Exhibit Hall Collapses in Poland

KATOWICE, Poland -- Rescuers searched in bitter cold Sunday for victims buried when the roof of an exhibition hall in southern Poland collapsed on a racing pigeon show, killing at least 66 people and injuring 160.

The death toll rose steadily early Sunday as rescuers dug through the debris of the building, which collapsed at around 5:30 p.m. local time Saturday in the city of Katowice.

Tadeusz Dlugosz was dragged out of the twisted wreckage of the building, only to find out his 26-year-old son, who had been visiting another exhibit when the hall's roof collapsed, had been killed.

He remained at the site of the tragedy Sunday morning, trying to find out where his son's body had been taken.

"It was his idea to come to the fair, ... and he found his grave there," Dlugosz said. "I don't know which morgue he's in. I would like to see him and take him as quickly as possible."

At least 66 people were killed, said Janusz Skulich, head of the Silesia region fire brigade. Among the dead was a police officer who was providing security for the exhibition, said police spokesman Janusz Jonczyk, adding that there were at least 160 people injured.

Skulich said one body -- included in his count of people killed -- was still known to be in the building, but other than that individual, "the probability that there are still victims in there is very, very small," Skulich said.

People who escaped said two emergency exits were open but other exits were locked, leaving others trapped.

Franciszek Kowal, who got out onto a terrace and jumped about four meters to safety, saw people struggling to break windows to escape.

"Luckily nothing happened to me, but I saw a macabre scene, as people tried to break windows in order to get out," Kowal said. "People were hitting the panes with chairs, but the windows were unbreakable. One of the panes finally broke, and they started to get out by the window."

Attorney Grzegorz Slyszyk, who represents the company that owns the building, said he had no immediate information on the reports but that if exits were locked, the reason why would be investigated.

Hopes of finding survivors faded early Sunday after no one had been found alive since 10 p.m. local time Saturday in minus 17 degrees Celsius cold, and crews who had been using only hand tools to pick through the wreckage were preparing to step up the operation.

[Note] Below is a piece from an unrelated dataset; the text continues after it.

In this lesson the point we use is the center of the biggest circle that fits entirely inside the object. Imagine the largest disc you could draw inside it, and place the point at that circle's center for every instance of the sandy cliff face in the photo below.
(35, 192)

Polish Prime Minister Kazimierz Marcinkiewicz joined several thousand others packing Katowice's Cathedral of Christ the King on Sunday morning for a special mass being celebrated for the victims of the tragedy.

Police said snow caused the roof to collapse, but Slyszyk, the attorney for building management, disputed that, saying snow had been regularly removed and that it was too early to speculate on a cause.

 President Vladimir Putin expressed his condolences in a telegram sent to his Polish counterpart Lech Kaczynski on Sunday, saying, "In Russia, we are shocked at the tragedy in Katowice which has caused numerous victims."